Run a 31 GB Mixtral 8x7B on a 32 GB Mac Mini at 2.2 tok/s. A 40 GB Llama 70B at 0.3 tok/s. Vanilla llama.cpp crashes on both.
Consumer hardware (MacBook Pro, Mac Studio) ships with fast unified memory and NVMe storage, but limited capacity. A 32 GB M1 Max cannot naively load a 40 GB model — the OS will swap-thrash until the OOM killer intervenes.
Hypura solves this by understanding the model architecture:
- Norms and embeddings are tiny but accessed every token — pinned to GPU.
- MoE expert routing exploits sparsity — only 2 of 8 experts fire per token. Router interception identifies selected experts in the eval callback, then loads only the needed expert strides from NVMe (75% I/O reduction). A neuron cache tracks loaded expert slices across tokens, achieving 99.5% hit rate from temporal locality.
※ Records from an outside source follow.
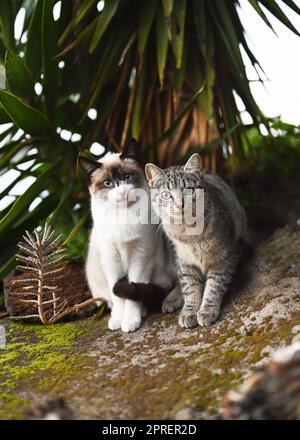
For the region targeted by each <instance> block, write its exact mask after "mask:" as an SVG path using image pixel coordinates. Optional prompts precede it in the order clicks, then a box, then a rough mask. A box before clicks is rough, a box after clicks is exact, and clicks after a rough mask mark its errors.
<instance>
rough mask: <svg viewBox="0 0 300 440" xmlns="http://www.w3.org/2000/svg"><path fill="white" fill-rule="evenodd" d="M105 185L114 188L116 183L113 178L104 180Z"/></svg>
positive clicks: (107, 187)
mask: <svg viewBox="0 0 300 440" xmlns="http://www.w3.org/2000/svg"><path fill="white" fill-rule="evenodd" d="M103 185H104V186H105V188H112V187H113V186H114V183H113V181H112V180H104V182H103Z"/></svg>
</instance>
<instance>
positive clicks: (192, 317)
mask: <svg viewBox="0 0 300 440" xmlns="http://www.w3.org/2000/svg"><path fill="white" fill-rule="evenodd" d="M178 323H179V325H180V326H181V327H184V328H191V327H195V326H196V325H197V314H196V313H195V312H190V311H186V310H182V311H181V312H180V315H179V319H178Z"/></svg>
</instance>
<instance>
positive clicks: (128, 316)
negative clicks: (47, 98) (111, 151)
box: [79, 139, 183, 332]
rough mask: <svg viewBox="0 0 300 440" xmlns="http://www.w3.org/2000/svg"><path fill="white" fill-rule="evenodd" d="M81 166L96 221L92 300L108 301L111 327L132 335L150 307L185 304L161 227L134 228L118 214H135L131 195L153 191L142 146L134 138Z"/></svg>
mask: <svg viewBox="0 0 300 440" xmlns="http://www.w3.org/2000/svg"><path fill="white" fill-rule="evenodd" d="M79 162H80V165H81V167H82V168H83V169H84V170H85V172H86V173H87V175H88V185H89V191H90V195H91V211H92V217H93V229H92V232H91V236H90V242H89V249H88V257H87V261H86V276H87V280H88V284H89V287H90V290H91V293H92V295H93V296H94V297H102V298H103V299H105V300H106V301H107V303H108V305H109V307H110V308H111V317H110V319H109V322H108V327H109V328H110V329H111V330H117V329H122V331H124V332H132V331H135V330H136V329H138V328H139V327H140V326H141V324H142V316H144V314H145V313H146V307H147V306H149V305H151V303H156V302H157V301H158V302H159V301H161V302H162V301H163V311H164V312H171V311H173V310H175V309H177V308H179V307H181V305H182V302H183V300H182V296H181V294H180V289H179V287H178V284H176V281H177V279H176V274H175V272H174V270H173V269H172V262H171V260H170V250H169V247H168V245H167V243H166V241H165V240H166V237H164V236H161V235H160V234H159V233H158V225H157V224H151V223H149V222H148V223H144V224H136V223H135V222H134V224H132V223H131V222H130V216H128V215H127V217H126V216H125V217H126V218H127V219H128V218H129V220H128V221H127V222H124V218H125V217H122V221H121V222H120V221H119V219H120V213H122V212H123V211H124V212H123V213H124V214H128V210H131V209H135V207H134V202H129V201H128V199H129V195H130V193H131V192H132V191H134V190H135V189H144V190H145V191H147V192H149V187H148V184H147V182H146V179H145V177H144V172H143V170H142V168H141V167H140V166H139V165H138V145H137V143H136V141H135V140H134V139H132V140H130V141H129V142H128V143H127V144H126V145H125V147H124V148H123V151H122V153H114V154H111V155H109V156H105V157H104V158H102V159H101V160H99V161H94V160H90V159H87V158H84V157H81V158H80V159H79ZM149 206H150V205H149ZM124 279H126V280H124ZM174 286H175V287H174ZM167 292H170V293H169V294H168V295H167ZM115 293H116V294H117V295H118V296H117V295H116V294H115ZM122 296H124V298H126V299H124V298H122ZM131 297H132V298H134V299H135V301H133V300H131V299H128V298H131Z"/></svg>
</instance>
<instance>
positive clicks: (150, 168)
mask: <svg viewBox="0 0 300 440" xmlns="http://www.w3.org/2000/svg"><path fill="white" fill-rule="evenodd" d="M145 174H146V178H147V180H148V183H149V185H150V186H152V184H153V182H154V181H156V180H158V179H163V178H164V177H165V175H166V174H165V172H164V171H163V170H161V169H160V168H159V167H157V166H156V165H154V164H153V163H147V164H146V165H145Z"/></svg>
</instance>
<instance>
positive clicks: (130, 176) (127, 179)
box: [123, 174, 132, 182]
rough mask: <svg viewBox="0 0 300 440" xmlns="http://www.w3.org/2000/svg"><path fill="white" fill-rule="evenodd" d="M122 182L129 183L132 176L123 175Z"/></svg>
mask: <svg viewBox="0 0 300 440" xmlns="http://www.w3.org/2000/svg"><path fill="white" fill-rule="evenodd" d="M123 178H124V181H125V182H130V181H131V180H132V174H124V177H123Z"/></svg>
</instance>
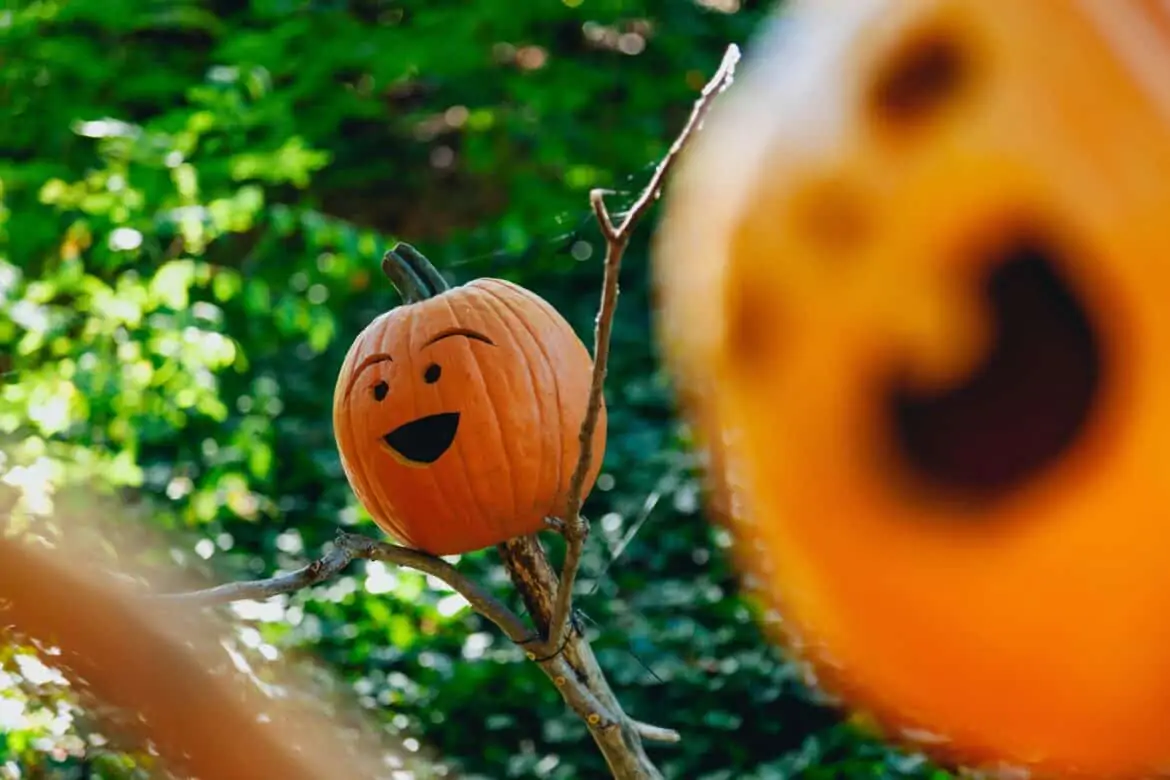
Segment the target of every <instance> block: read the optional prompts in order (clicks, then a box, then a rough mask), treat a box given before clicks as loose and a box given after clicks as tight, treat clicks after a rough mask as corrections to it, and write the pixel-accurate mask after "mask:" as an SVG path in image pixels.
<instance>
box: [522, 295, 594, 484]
mask: <svg viewBox="0 0 1170 780" xmlns="http://www.w3.org/2000/svg"><path fill="white" fill-rule="evenodd" d="M534 298H535V301H534V304H535V305H536V308H537V309H539V310H541V312H542V313H543V315H544V316H545V318H546V319H548V320H549V323H550V324H551V325H552V327H553V329H558V330H559V329H560V327H565V329H567V331H569V332H570V333H572V334H573V337H574V338H577V339H578V343H579V344H580V346H581V351H583V352H584V353H585V359H586V360H587V361H589V365H590V373H591V374H592V371H593V353H592V352H590V348H589V347H587V346H585V343H584V341H583V340H579V339H580V337H578V336H577V331H574V330H573V326H572V325H571V324H570V323H569V320H567V319H566V318H565V316H564V315H562V313H560V312H559V311H557V310H556V309H555V308H553V306H552V304H551V303H549V302H548V301H545V299H544V298H542V297H539V296H534ZM590 385H591V381H590V380H586V382H585V394H584V399H583V400H584V402H585V407H583V408H581V421H580V422H578V423H577V426H574V430H573V432H572V436H571V437H570V439H569V440H567V441H569V446H570V448H571V451H570V453H567V454H566V453H565V451H564V450H562V456H560V461H562V463H565V462H567V463H569V464H570V467H569V475H567V476H569V479H570V481H571V479H572V475H573V472H574V471H576V470H577V460H578V458H579V457H580V451H581V440H580V428H581V426H583V424H584V421H585V415H586V413H587V408H586V407H587V405H589V395H590V393H589V392H590ZM557 399H558V400H557V409H558V410H559V409H560V408H562V401H560V387H559V385H558V386H557ZM597 423H598V427H601V426H605V424H606V415H605V395H604V393H603V395H601V408H600V409H598V417H597ZM560 426H564V420H560ZM593 433H594V435H596V434H597V428H594V429H593ZM562 443H564V440H562ZM604 457H605V448H604V447H601V448H600V449H594V450H593V455H592V458H591V461H592V462H591V463H590V467H589V470H587V471H586V472H585V478H586V482H585V486H587V488H589V490H583V491H581V504H583V505H584V501H585V498H586V496H587V495H589V493H590V492H592V483H591V482H590V481H589V474H590V471H593V472H594V474H600V470H601V458H604ZM562 468H563V467H562ZM565 476H566V475H560V477H559V479H558V485H559V488H558V492H559V493H560V498H565V497H566V496H567V491H569V486H570V485H569V481H564V477H565ZM594 479H596V477H594Z"/></svg>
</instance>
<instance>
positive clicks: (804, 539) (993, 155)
mask: <svg viewBox="0 0 1170 780" xmlns="http://www.w3.org/2000/svg"><path fill="white" fill-rule="evenodd" d="M1165 8H1166V6H1165V5H1164V4H1155V2H1149V1H1145V2H1142V1H1117V2H1090V1H1089V0H1072V1H1069V2H1005V4H989V2H979V1H976V0H924V1H920V2H895V1H894V0H885V1H882V0H865V1H860V0H858V1H852V2H849V1H844V0H839V1H835V2H833V1H827V0H821V1H815V2H814V1H811V0H810V1H806V2H794V4H789V5H787V6H786V14H785V16H784V19H783V23H782V26H780V27H779V28H778V29H777V30H773V32H771V33H770V34H769V35H768V36H766V37H763V39H761V40H759V41H758V43H757V46H756V47H755V51H751V53H750V54H752V55H753V60H749V61H748V68H746V70H745V73H744V74H742V75H741V76H739V78H738V80H737V83H736V84H735V85H732V87H731V88H730V90H729V91H728V92H727V94H725V95H724V97H722V98H721V101H720V103H717V104H716V105H715V108H714V110H713V112H711V116H710V118H709V119H708V122H707V126H706V129H704V130H703V132H702V133H700V134H698V136H697V137H696V139H695V143H694V145H693V146H691V147H690V150H689V151H688V152H687V154H686V156H684V158H683V160H682V165H681V168H680V170H679V172H677V174H676V175H675V177H674V179H673V180H672V182H670V186H669V188H668V192H667V195H668V198H667V201H666V202H667V213H666V215H665V218H663V221H662V222H661V225H660V230H659V234H658V236H656V243H655V248H654V271H655V279H656V284H658V295H659V301H660V313H659V333H660V337H661V339H662V343H663V346H665V352H666V354H667V358H668V360H669V364H670V366H672V368H673V371H674V372H675V375H676V378H677V380H679V386H680V388H681V391H682V398H683V401H684V408H686V410H687V414H688V415H689V417H690V419H691V420H693V421H694V422H695V424H696V427H697V428H698V430H700V433H701V434H702V436H703V439H704V441H706V442H707V444H708V446H710V447H711V448H713V449H714V450H715V453H716V454H717V455H718V456H720V463H721V469H722V470H721V471H720V472H717V474H714V475H713V476H714V477H715V478H716V482H717V483H722V488H723V489H724V490H725V491H729V493H730V496H731V498H732V499H734V503H736V504H738V505H739V506H738V509H736V510H735V517H734V518H731V520H732V527H734V530H735V531H737V533H738V536H739V539H741V550H742V553H743V559H742V560H743V561H744V564H745V565H746V566H750V567H751V570H752V573H755V574H756V575H757V578H758V579H759V581H761V582H762V587H763V589H764V593H765V594H766V595H768V598H769V599H770V601H771V603H772V605H773V606H776V607H777V608H778V609H779V612H780V613H782V615H783V619H784V626H785V629H786V630H785V640H786V641H789V642H791V643H793V646H796V647H797V649H798V651H799V653H800V654H803V655H804V656H805V657H806V658H808V660H810V661H811V662H812V663H813V664H814V667H815V669H817V671H818V672H819V674H820V675H821V679H823V682H824V684H825V685H826V688H828V689H831V690H834V691H838V692H840V693H842V695H844V697H845V699H846V700H847V702H848V703H849V704H851V705H852V706H854V707H859V709H862V710H867V711H869V712H872V713H873V715H875V716H876V717H878V719H879V720H880V722H882V723H883V724H885V725H887V726H888V727H889V730H890V732H889V733H890V736H896V737H899V738H901V739H906V740H910V741H914V743H915V746H917V747H922V748H925V750H928V751H930V752H931V753H934V754H935V755H936V757H938V758H941V759H943V760H948V761H952V762H968V764H996V762H999V761H1006V762H1011V764H1017V765H1027V766H1030V767H1032V768H1033V769H1034V771H1037V772H1039V773H1055V774H1059V775H1061V776H1068V775H1071V774H1073V773H1078V772H1079V773H1083V774H1087V775H1093V776H1102V778H1127V776H1148V775H1149V774H1150V773H1151V772H1154V771H1155V769H1157V768H1159V767H1162V768H1164V767H1170V729H1168V727H1166V720H1165V718H1168V717H1170V641H1168V640H1170V620H1168V617H1170V478H1168V476H1170V472H1168V463H1170V360H1168V359H1166V356H1170V305H1168V301H1170V264H1168V263H1166V262H1165V258H1166V257H1170V229H1168V225H1170V125H1168V119H1170V46H1168V43H1170V12H1168V11H1166V9H1165ZM724 502H725V503H727V502H728V498H727V497H725V496H724ZM729 505H730V504H729ZM925 732H930V734H927V733H925Z"/></svg>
- Dense FFN weights (gate, up, down — ~60% of model size) stream from NVMe through a dynamically-sized pool buffer while attention + norms stay GPU-resident.
The result: models that would crash your machine under naive mmap become runnable. Models that fit in memory run at full Metal GPU speed with zero overhead.
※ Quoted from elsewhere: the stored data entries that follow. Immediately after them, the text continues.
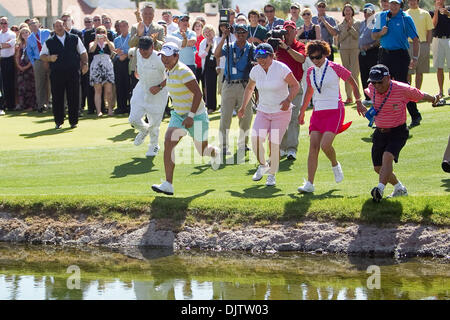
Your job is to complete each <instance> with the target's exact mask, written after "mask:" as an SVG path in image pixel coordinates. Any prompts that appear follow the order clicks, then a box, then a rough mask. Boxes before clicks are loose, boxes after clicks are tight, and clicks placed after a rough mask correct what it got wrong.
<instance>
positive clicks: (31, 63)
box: [26, 29, 50, 65]
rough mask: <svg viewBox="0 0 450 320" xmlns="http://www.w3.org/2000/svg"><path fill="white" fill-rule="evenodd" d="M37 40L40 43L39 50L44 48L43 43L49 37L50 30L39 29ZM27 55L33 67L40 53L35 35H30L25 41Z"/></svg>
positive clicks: (49, 36)
mask: <svg viewBox="0 0 450 320" xmlns="http://www.w3.org/2000/svg"><path fill="white" fill-rule="evenodd" d="M38 33H39V38H40V41H41V49H42V47H43V46H44V43H45V41H47V39H48V38H49V37H50V30H47V29H39V30H38ZM26 50H27V55H28V58H29V59H30V62H31V64H32V65H34V61H35V60H39V58H40V52H39V49H38V40H37V38H36V34H35V33H31V34H30V36H29V37H28V40H27V49H26Z"/></svg>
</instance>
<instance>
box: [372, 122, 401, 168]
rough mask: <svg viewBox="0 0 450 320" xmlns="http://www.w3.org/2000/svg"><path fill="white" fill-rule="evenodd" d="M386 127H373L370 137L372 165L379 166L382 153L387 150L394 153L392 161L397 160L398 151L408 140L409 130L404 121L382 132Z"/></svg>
mask: <svg viewBox="0 0 450 320" xmlns="http://www.w3.org/2000/svg"><path fill="white" fill-rule="evenodd" d="M383 130H386V129H379V128H377V129H375V132H374V134H373V137H372V142H373V145H372V163H373V166H374V167H380V166H381V165H382V164H383V153H385V152H389V153H392V154H393V155H394V161H395V162H398V156H399V154H400V151H401V150H402V148H403V147H404V146H405V144H406V140H408V136H409V130H408V127H407V126H406V123H404V124H402V125H401V126H398V127H395V128H391V129H388V130H389V131H388V132H382V131H383Z"/></svg>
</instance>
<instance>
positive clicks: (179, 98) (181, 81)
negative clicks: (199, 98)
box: [167, 62, 205, 115]
mask: <svg viewBox="0 0 450 320" xmlns="http://www.w3.org/2000/svg"><path fill="white" fill-rule="evenodd" d="M192 80H195V76H194V73H193V72H192V70H191V69H189V67H188V66H186V65H185V64H183V63H181V62H178V63H177V64H176V65H175V66H174V67H173V69H172V70H170V71H168V72H167V89H168V90H169V95H170V97H171V98H172V106H173V108H174V110H175V112H176V113H178V114H181V115H182V114H186V113H188V112H189V111H190V110H191V107H192V100H193V98H194V94H193V93H192V92H191V90H189V89H188V87H186V85H185V84H186V83H187V82H189V81H192ZM203 112H205V103H204V102H203V99H202V100H201V101H200V105H199V106H198V109H197V112H196V114H201V113H203Z"/></svg>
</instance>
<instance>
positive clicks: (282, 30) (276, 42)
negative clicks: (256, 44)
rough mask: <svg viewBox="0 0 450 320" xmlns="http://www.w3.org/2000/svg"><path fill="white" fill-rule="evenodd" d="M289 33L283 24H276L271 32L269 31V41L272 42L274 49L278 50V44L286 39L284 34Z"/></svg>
mask: <svg viewBox="0 0 450 320" xmlns="http://www.w3.org/2000/svg"><path fill="white" fill-rule="evenodd" d="M286 34H287V31H286V30H284V29H283V28H282V26H276V27H275V28H273V29H272V30H270V31H269V32H267V36H268V37H269V39H267V43H268V44H270V45H271V46H272V48H273V50H274V51H276V50H278V46H279V45H280V43H281V41H283V40H284V36H285V35H286Z"/></svg>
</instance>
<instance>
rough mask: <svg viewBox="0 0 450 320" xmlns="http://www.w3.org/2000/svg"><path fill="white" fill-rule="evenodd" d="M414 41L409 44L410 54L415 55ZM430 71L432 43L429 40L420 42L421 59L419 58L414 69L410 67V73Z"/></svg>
mask: <svg viewBox="0 0 450 320" xmlns="http://www.w3.org/2000/svg"><path fill="white" fill-rule="evenodd" d="M412 50H413V49H412V43H410V44H409V50H408V52H409V56H410V57H411V59H412V57H413V54H412ZM416 72H417V73H428V72H430V44H429V43H428V42H421V43H420V52H419V59H418V60H417V64H416V67H415V68H414V69H412V70H411V69H409V70H408V74H414V73H416Z"/></svg>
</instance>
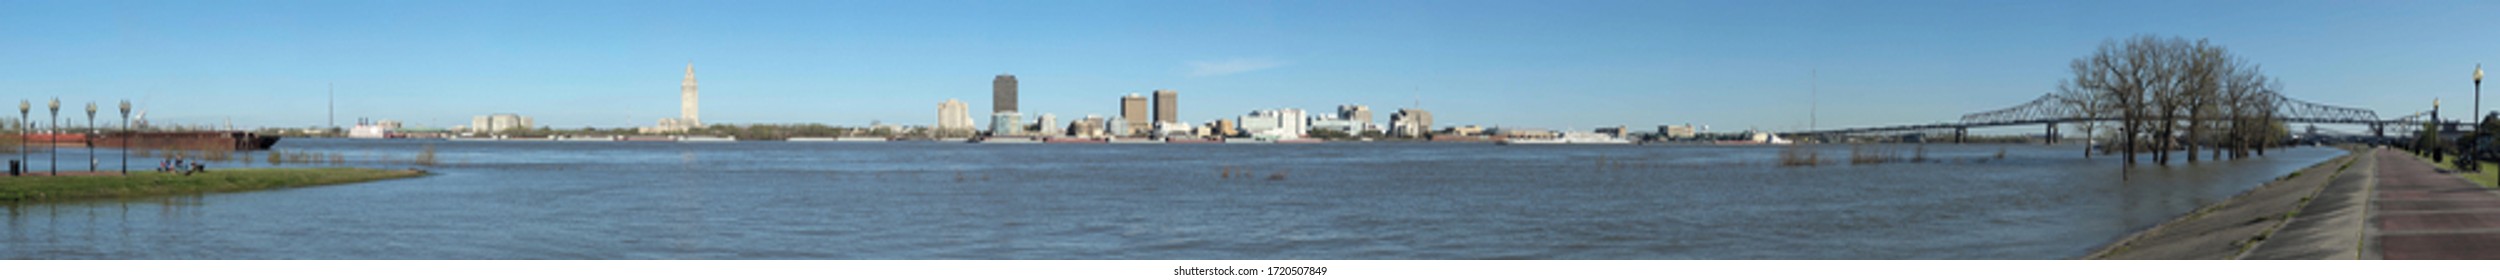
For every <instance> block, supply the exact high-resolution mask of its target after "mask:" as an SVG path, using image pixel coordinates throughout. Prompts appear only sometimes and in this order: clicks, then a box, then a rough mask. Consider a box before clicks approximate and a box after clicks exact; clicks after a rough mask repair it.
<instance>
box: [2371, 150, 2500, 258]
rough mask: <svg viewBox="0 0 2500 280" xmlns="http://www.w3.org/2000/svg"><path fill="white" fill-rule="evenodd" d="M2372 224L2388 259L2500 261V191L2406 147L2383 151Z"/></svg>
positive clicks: (2374, 239)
Hypura reads the GGUF file, profiles your hardware (GPU working set, RAM, NVMe bandwidth), and solves a placement optimization that assigns every tensor to a tier:
- GPU (Metal): Attention layers, norms, embeddings.
- RAM: Overflow layers that don't fit in the GPU working set.
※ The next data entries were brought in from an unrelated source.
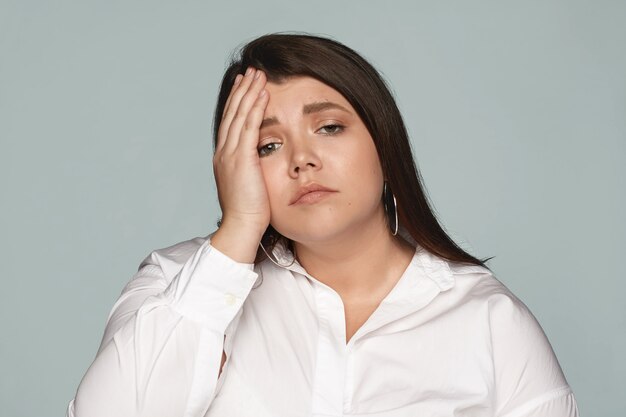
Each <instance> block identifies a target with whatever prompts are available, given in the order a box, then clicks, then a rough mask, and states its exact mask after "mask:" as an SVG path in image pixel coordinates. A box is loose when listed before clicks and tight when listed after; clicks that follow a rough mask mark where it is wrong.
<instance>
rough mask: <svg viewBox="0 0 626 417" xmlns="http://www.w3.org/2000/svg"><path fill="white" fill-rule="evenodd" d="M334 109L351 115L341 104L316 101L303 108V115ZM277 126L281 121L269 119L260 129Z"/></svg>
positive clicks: (264, 121)
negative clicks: (343, 111)
mask: <svg viewBox="0 0 626 417" xmlns="http://www.w3.org/2000/svg"><path fill="white" fill-rule="evenodd" d="M333 109H336V110H341V111H344V112H346V113H350V110H348V109H346V108H345V107H343V106H342V105H340V104H337V103H333V102H332V101H316V102H313V103H309V104H305V105H304V106H302V114H303V115H305V116H306V115H308V114H313V113H319V112H322V111H325V110H333ZM277 124H280V121H278V119H277V118H276V117H267V118H265V119H263V121H262V122H261V126H260V129H263V128H264V127H270V126H274V125H277Z"/></svg>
- NVMe: Remaining layers loaded on-demand via direct I/O, prefetched ahead of the forward pass.
| Model | Size | GPU | NVMe | Mode | Hypura | llama.cpp | Notes | |---|---|---|---|---|---|---|---| | Qwen 2.5 14B | 8.4 GB | 8.4 GB | — | full-resident | 21 tok/s | ~21 tok/s | Fits in GPU | | Mixtral 8x7B | 30.9 GB | 1.1 GB | 29.8 GB | expert-streaming | 2.2 tok/s | OOM | 99.5% cache hit | | Llama 3.3 70B | 39.6 GB | 7.8 GB | 31.8 GB | dense-FFN-streaming | 0.3 tok/s | OOM | Dynamic prefetch |
Hypura exposes an Ollama-compatible HTTP API, making it a drop-in replacement for any tool that talks to Ollama. Regarding SSD wear: Hypura only reads from your SSD during inference — it never writes to it. Reads do not degrade flash cells, making it safe for long-term use.